His arguments largely build on the assumptions that General Relativity
accurately describes the macro-scale universe and that the telescope data
backing the Lambda-CDM model[2] are being interpreted correctly. However,
that's a starting point familiar to most who work in the field of physical
cosmology, so I don't think they're unreasonable assumptions to start out.

Also, his arguments are certainly not beyond criticism, but Fr. Spitzer is
intellectually honest and overall he offers a great deal of good food for
thought.

[1]
[https://en.wikipedia.org/wiki/Robert_Spitzer_(priest)](https://en.wikipedia.org/wiki/Robert_Spitzer_\(priest\))

[2] [https://en.wikipedia.org/wiki/Lambda-
CDM_model](https://en.wikipedia.org/wiki/Lambda-CDM_model)

------
drallison
Amen to the article. Science is more than a belief system.

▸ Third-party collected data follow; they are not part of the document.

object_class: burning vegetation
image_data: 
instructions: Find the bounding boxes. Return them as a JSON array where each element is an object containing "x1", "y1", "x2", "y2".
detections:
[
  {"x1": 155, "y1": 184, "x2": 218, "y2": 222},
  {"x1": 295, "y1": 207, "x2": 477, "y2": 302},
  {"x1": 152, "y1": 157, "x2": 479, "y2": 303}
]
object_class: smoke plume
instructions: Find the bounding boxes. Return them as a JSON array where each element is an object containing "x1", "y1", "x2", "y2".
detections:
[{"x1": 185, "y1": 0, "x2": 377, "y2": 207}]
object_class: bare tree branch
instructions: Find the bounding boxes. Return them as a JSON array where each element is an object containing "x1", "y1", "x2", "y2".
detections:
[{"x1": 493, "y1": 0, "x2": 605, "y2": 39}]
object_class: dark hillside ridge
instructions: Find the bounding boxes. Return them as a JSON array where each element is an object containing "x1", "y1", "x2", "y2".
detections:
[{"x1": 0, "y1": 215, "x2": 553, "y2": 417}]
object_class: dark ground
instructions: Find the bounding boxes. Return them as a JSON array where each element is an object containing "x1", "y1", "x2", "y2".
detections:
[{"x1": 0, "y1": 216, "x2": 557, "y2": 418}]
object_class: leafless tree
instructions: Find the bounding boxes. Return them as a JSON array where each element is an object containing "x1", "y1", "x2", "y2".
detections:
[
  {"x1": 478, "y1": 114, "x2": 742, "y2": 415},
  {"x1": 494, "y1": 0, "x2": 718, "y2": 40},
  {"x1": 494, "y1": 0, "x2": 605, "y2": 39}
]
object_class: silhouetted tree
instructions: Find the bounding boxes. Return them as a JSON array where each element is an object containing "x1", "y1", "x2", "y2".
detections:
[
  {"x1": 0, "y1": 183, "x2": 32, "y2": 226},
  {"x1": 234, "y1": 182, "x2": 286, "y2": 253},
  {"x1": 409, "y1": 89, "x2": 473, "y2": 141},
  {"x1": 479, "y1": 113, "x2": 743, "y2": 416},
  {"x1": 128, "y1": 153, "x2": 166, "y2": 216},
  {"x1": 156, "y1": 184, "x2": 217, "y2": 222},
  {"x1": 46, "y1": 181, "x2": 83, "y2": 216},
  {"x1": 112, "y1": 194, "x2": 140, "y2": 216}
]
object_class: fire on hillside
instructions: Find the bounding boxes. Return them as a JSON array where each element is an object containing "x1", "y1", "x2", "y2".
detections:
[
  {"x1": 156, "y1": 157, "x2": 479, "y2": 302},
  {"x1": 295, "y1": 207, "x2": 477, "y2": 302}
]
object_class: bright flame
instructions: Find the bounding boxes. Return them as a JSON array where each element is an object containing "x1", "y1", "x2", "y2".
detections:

Dekhn is incorrect to say the Article summary (that is the post title) is
incorrect.

The relevant paragraphs from the article are:

Similarly, when religious actions or claims about sanctity can be made with
impunity in our society, we undermine the very basis of modern secular
democracy. We owe it to ourselves and to our children not to give a free pass
to governments—totalitarian, theocratic, or democratic—that endorse,
encourage, enforce, or otherwise legitimize the suppression of open
questioning in order to protect ideas that are considered “sacred.” Five
hundred years of science have liberated humanity from the shackles of enforced
ignorance. We should celebrate this openly and enthusiastically, regardless of
whom it may offend.

If that is what causes someone to be called a militant atheist, then no
scientist should be ashamed of the label.

------
dekhn
Article summary is incorrect. The author does not propose that all scientists
be militant atheists.

Also any scientist worth their salt eliminates no hypothesis consistent with
the data, and thus cannot eliminate the hypothesis that there is a supreme
being capable of constructing the results of all experiments to cloak its
existence (this is a very improbable hypothesis, of course, but that's not a
justification for formally rejecting it).

------
anigbrowl
Militant atheists are just as annoying as militant religionists. If someone
tries to lay a religious argument on me I will mention that I don't believe,
but only in the sense that I'm opting out of the divine premise and so I'm
indifferent to arguments that depend on it. I see no point at all in trying to
persuade the other person to share my belief - it wastes my time and will only
make them feel angry or upset.

------
gay_genocide
Why? they all worship invisible beings.